Polycystic Ovary Syndrome (PCOS) has traditionally been thought of as a reproductive disorder, meaning that patients don’t ovulate and have problems with fertility. However, the lived experience of patients tells a different story and the significant health consequences of this common, complex metabolic disorder are now much better understood.
In a new project to increase awareness of PCOS, led by Professor Michael O’Reilly from RCSI’s Department of Medicine, the voice of patients gives greater insight into what it is like to live with this chronic health condition that affects up to 15% of people with ovaries.

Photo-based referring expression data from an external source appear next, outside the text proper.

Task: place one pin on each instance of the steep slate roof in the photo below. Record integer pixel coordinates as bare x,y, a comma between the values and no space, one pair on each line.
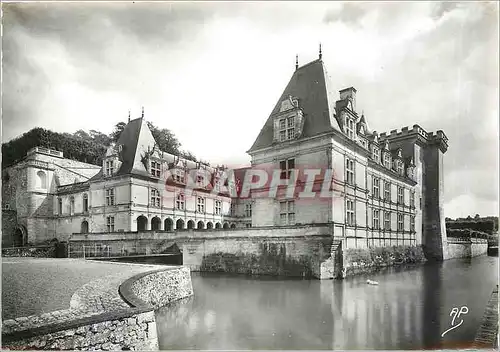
310,84
129,139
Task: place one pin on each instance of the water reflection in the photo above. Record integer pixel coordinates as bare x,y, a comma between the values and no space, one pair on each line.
408,310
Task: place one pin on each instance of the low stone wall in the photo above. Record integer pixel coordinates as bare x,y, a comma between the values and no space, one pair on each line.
132,329
302,250
157,289
103,321
299,256
37,252
466,248
362,261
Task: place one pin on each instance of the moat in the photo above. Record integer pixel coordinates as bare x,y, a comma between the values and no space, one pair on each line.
409,309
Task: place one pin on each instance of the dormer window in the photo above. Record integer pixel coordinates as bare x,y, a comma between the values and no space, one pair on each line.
179,176
155,169
200,180
349,127
387,160
287,128
376,155
110,167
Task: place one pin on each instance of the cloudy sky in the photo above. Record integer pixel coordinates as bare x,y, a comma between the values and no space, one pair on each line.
212,72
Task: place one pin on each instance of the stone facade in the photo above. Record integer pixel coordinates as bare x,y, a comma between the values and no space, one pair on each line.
386,188
376,190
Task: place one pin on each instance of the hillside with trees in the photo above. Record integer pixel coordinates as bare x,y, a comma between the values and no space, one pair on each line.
88,147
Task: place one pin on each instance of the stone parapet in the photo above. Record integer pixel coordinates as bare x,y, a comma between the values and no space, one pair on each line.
98,317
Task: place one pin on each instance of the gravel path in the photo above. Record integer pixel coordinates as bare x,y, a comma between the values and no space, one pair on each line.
39,285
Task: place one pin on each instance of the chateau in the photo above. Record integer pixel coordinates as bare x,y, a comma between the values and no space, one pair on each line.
382,189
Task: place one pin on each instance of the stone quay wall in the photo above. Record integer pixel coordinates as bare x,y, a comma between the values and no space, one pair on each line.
126,323
303,250
487,334
466,248
157,289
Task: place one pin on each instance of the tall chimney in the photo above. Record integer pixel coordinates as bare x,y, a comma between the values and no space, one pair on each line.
350,94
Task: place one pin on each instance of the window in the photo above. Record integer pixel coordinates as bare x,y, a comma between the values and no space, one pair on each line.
387,220
155,198
287,212
349,127
387,191
376,155
179,176
200,180
200,205
248,210
349,167
401,222
85,203
387,160
287,129
110,222
401,195
400,167
110,167
155,169
350,212
110,196
286,167
42,179
217,184
376,219
376,187
180,201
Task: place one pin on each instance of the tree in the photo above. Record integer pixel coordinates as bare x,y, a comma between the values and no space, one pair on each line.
82,134
100,137
165,139
119,127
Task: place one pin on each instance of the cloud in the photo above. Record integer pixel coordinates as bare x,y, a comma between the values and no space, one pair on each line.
212,72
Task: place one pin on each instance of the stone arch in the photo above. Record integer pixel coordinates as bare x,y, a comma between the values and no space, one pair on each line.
179,224
156,224
142,223
168,224
41,179
20,236
84,228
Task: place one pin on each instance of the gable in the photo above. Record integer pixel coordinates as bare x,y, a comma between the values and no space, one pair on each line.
309,87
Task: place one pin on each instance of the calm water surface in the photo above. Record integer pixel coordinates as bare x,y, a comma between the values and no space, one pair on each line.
410,309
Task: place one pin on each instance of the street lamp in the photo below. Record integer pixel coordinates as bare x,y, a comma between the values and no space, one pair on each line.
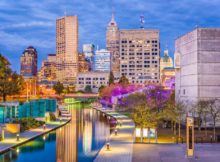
18,137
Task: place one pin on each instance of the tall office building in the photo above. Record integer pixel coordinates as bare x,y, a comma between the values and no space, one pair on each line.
197,63
88,51
84,64
112,45
140,55
67,49
102,60
48,69
166,61
29,62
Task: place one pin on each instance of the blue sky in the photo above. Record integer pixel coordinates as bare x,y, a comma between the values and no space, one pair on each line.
32,22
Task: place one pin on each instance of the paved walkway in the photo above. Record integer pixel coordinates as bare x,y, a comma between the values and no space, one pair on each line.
175,153
121,146
10,141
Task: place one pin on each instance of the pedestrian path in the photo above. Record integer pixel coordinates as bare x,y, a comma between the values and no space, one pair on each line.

PCOS is typically associated with irregular periods and clinical signs of elevated androgens such as testosterone. Patients will normally experience acne or unwanted hair growth and their scans will show that they have multiple small follicles on their ovaries.
The health problems for people with PCOS include a significantly increased risk of type 2 diabetes, fat accumulation in the liver and cardiovascular disease. The condition impacts their quality of life and results in an increased risk of mental health disorders. Some patients retire early from their working careers and experience a higher risk of sleep disorders such as obstructive sleep apnoea.
In a short film developed by RCSI with patient partner PCOS Vitality, we hear from patients, clinicians and researchers. Edel, who is 22 years old, shares how the significant pain she experiences with her period makes it hard for her to do day-to-day activities when it is at its worst. She also talks about getting involved in research studies so she can help other people with the condition.
Professor O’Reilly talks about the role of medication and lifestyle measures in improving quality of life. Dr Tara McDonnell and Dr Leanne Cussen talk about their PhD research to investigate insulin resistance in PCOS and Maureen Busby, CEO of PCOS Vitality, speaks of her work to support patients, raise awareness of PCOS and give patients a voice.
This awareness project was funded by the Health Research Board under the fifth round of the Knowledge Translation Awards. The scheme allows HRB grant holders to apply for additional funding to what is normally allocated to every HRB grant for communication and dissemination activities. Professor Reilly received funding under the HRB Emerging Clinician Scientist Award in 2020 for a four-year research project on the mechanisms behind metabolic disease in polycystic ovary syndrome (PCOS).
RCSI is committed to achieving a better and more sustainable future through the UN Sustainable Development Goals.